Not only must we attempt to see others' potential in the best possible light, but it follows that it is our responsibility to act in a way that is an example for others. If others are not acting properly, some part of the responsibility lies with us. This is an obvious statement when we think about being a role model for our children -- of course our actions--both positive and negative--influence how our children act. In terms of Kiddush HaShem, we need to think of ourselves as role models for the world! Since our G-d given task is to bring honor to HaShem, every action we do has the ability to influence others. This is an awesome responsibility. But, if we focus on the goal, we can summon our reserves of spiritual adrenaline to infuse our actions with the strength needed to accomplish this task. Although it may be tempting to think that we cannot make a difference in the world, this thought is not helpful. The belief that we can take responsibility and make that difference is fundamental to Judaism.
(Reproduced from Living Kiddush HaShem by Rabbi Shraga Freedman, with permission of the author. For more resources, please contact: email@example.com.)
Stepping up and meeting the responsibility of being a positive influence in the world can be done. Think of the kiddush HaShem involved in Israel's setting up emergency hospitals in Haiti after the earthquake and so many other places all over the world. Think of the Jewish businessmen who have made the national news by restoring retirement packages or providing bonuses to their workers totaling millions of dollars.
Sometimes the world we influence is much smaller. In many Jewish neighborhoods there are elderly widows and widowers living among the majority of young families. The quantity and quality of giving to them is beyond description. Just a few examples, barely skimming the surface: flowers, home-baked challa and soup distributed weekly (along with a visit), block wide birthday parties, snowshoveling, hospital visits, home repairs, rides to and from doctors, picking up medicine at the pharmacy, Shabbos and Yom Tov meals. What incredible kiddush HaShem has been engendered by these acts of chessed. The attitudes of these seniors toward their more observant neighbors moved from wariness to love and respect. Their adult children and grandchildren have been able to see the beauty of the Torah lifestyle. And, think of the positive influence on our own children, who can see the splendor of chessed, giving to others.

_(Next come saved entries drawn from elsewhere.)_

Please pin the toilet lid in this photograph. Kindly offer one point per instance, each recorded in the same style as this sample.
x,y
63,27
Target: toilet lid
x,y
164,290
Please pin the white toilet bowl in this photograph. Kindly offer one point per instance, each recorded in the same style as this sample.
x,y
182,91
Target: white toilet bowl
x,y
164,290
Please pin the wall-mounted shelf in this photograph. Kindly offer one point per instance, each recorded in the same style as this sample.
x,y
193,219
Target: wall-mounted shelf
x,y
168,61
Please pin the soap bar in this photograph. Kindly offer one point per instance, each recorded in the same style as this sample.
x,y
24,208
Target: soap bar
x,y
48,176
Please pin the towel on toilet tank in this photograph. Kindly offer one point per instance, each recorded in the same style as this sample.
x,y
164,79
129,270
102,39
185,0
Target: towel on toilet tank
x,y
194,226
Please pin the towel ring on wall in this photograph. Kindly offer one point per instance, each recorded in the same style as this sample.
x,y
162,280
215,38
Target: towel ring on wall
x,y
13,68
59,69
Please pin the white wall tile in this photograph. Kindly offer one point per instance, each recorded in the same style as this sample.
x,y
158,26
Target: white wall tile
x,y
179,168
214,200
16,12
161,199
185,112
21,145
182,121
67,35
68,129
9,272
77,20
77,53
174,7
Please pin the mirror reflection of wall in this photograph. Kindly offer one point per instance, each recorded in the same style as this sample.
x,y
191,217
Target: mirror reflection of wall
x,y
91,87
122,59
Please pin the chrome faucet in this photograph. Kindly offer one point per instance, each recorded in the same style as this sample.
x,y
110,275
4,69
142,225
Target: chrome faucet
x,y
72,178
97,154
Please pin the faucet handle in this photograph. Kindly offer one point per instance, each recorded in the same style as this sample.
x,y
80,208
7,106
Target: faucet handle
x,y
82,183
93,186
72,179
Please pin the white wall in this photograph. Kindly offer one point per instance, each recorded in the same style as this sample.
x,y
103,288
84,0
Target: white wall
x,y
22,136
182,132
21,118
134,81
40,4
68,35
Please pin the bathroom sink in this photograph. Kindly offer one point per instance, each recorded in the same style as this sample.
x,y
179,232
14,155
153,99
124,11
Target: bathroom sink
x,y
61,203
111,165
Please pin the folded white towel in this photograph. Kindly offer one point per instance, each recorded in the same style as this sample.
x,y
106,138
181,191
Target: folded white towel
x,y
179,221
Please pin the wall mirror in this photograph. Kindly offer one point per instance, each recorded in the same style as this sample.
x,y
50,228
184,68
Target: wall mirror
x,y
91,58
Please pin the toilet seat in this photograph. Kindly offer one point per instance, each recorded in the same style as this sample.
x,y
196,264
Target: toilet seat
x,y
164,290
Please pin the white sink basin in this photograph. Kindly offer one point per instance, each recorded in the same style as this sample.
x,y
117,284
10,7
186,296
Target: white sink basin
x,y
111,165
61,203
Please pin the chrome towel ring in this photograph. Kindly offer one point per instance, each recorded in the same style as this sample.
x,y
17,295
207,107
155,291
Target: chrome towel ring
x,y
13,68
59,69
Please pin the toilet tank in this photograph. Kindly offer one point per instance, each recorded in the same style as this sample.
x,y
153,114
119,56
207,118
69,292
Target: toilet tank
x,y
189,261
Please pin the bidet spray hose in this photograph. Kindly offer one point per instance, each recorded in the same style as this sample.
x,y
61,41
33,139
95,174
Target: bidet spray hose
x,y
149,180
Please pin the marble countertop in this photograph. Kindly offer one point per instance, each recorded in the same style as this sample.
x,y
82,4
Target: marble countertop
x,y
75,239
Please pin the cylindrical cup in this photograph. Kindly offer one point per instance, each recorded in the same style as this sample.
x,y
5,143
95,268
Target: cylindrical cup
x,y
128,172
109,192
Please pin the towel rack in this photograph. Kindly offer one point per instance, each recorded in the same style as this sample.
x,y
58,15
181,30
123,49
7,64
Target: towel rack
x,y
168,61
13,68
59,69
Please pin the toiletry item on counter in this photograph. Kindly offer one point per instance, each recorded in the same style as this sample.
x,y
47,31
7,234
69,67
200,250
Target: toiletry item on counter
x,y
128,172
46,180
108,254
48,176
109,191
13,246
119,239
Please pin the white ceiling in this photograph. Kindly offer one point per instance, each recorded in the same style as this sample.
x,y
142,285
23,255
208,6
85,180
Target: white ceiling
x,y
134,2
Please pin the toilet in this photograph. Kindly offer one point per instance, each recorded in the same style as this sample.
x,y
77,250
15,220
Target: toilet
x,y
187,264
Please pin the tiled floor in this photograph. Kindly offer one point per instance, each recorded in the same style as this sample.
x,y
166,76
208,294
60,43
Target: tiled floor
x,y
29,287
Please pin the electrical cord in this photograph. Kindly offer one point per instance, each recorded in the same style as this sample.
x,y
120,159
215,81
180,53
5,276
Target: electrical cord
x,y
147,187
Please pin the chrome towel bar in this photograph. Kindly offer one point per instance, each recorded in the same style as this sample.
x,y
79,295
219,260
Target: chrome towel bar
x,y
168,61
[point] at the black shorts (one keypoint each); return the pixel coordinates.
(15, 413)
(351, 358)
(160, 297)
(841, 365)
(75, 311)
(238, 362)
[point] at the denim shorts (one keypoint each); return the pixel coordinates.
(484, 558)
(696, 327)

It is empowering to hear of wonderful things we Jews do in the name of Torah, whether they are world events that make the news or "smaller" acts on an individual level. Could we all share something that we have heard about or seen that inspire us or have had a positive influence on us?
How might we achieve the appropriate balance between pride-on a personal or national level-and vanity or conceit?
Stretch of the Week:
Share something inspirational with someone in order to instill a pride in being Jewish.